Valuation approach, liquidity, and dividends
The CFO said an independent valuation firm performed full-year valuation analysis for the large portfolio companies, audited by independent auditors. Management said roughly 50% of the portfolio is Lion Finance Group, about 40% is in large private portfolio companies, and the remaining 10%-11% in emerging and other businesses. The company said it relies primarily on discounted cash flow valuations based on expected future cash flows.
Georgia Capital said total portfolio value exceeded GEL 5 billion for the first time, driven by an increase in Lion Finance Group’s value (around GEL 300 million+) and GEL 133 million of growth in large private portfolio companies. The CFO said retail pharmacy remains the largest private portfolio holding at GEL 870 million.
On liquidity, management said holding company debt declined from $150 million to $50 million, leaving only locally issued bonds maturing in 2028. The company reported about $90 million of cash, implying roughly $40 million of net cash.
Management also said it expects dividend inflows to remain strong and stated that it expects dividends to continue to exceed GEL 200 million, with dividend income per share continuing to grow, aided by the reduced share count.
Q&A: investments, Lion Finance exposure, OpEx, and real estate
In Q&A, executives said they are seeing more investment opportunities as the discount to NAV narrows, but emphasized they do not want to “force investment.” Management said it is more “bullish” on bolt-on acquisitions within large portfolio companies and is open-minded to expansion outside Georgia for those businesses.
Asked about the remaining capital return actions—buybacks versus retiring the remaining bond—management said both are on the table and indicated that if the NAV discount remains around 25% after the current buyback, additional buybacks could be preferred.
On Lion Finance Group, management said decisions around stake reductions are “purely” driven by PFIC considerations and that there is no explicit limit on Lion Finance’s weight in the portfolio beyond avoiding PFIC status.
On operating expenses, the CFO said the company guides to OpEx at 75 bps of NAV, expecting a similar structure in 2026, potentially implying a slightly higher absolute figure versus 2025’s GEL 47 million.

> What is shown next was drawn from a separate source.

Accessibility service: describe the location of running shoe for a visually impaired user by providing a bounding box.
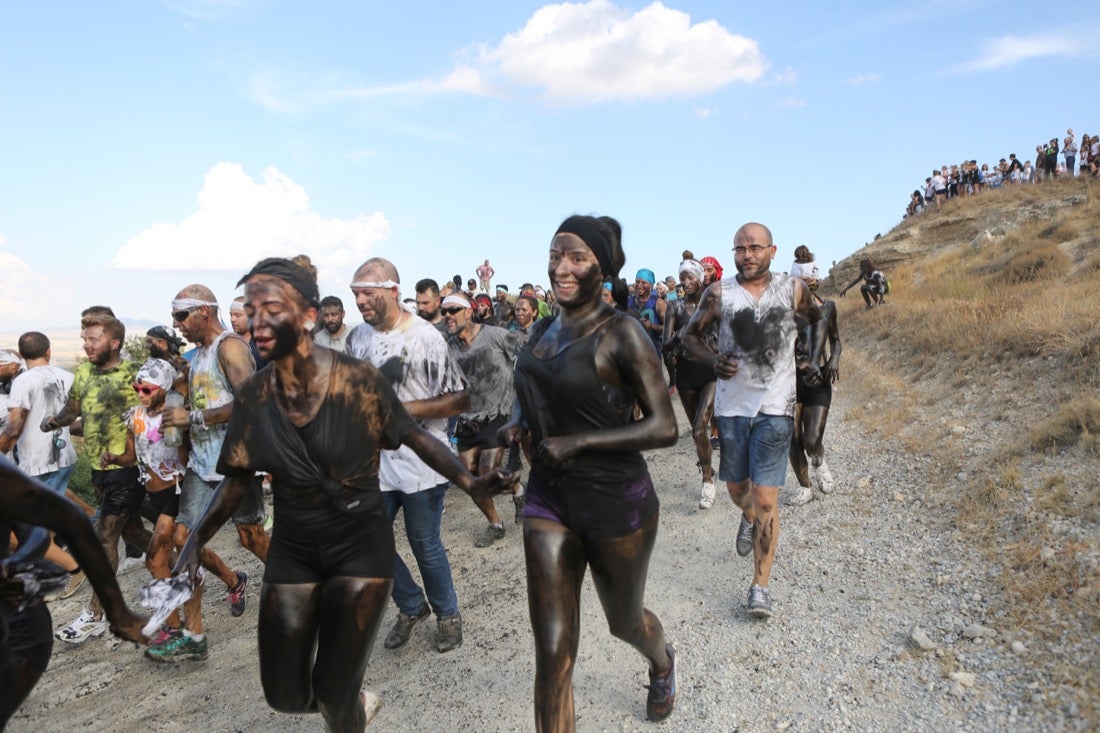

Addressing the Georgian property market, management said it did not view the market as being in a bubble but acknowledged risks of oversupply and said the company is cautious about taking on large real estate development projects.
About Georgia Capital (LON:CGEO)
Georgia Capital PLC (“Georgia Capital” or “the Group” or “GCAP”– LSE: CGEO LN) is a platform for buying, building and developing businesses in Georgia with holdings in sectors that are expected to benefit from the continued growth and further diversification of the Georgian economy. The Group’s focus is typically on larger-scale investment opportunities in Georgia, which have the potential to reach at least GEL 300 million equity value over 3-5 years from the initial investment and to monetise them through exits, as investments mature.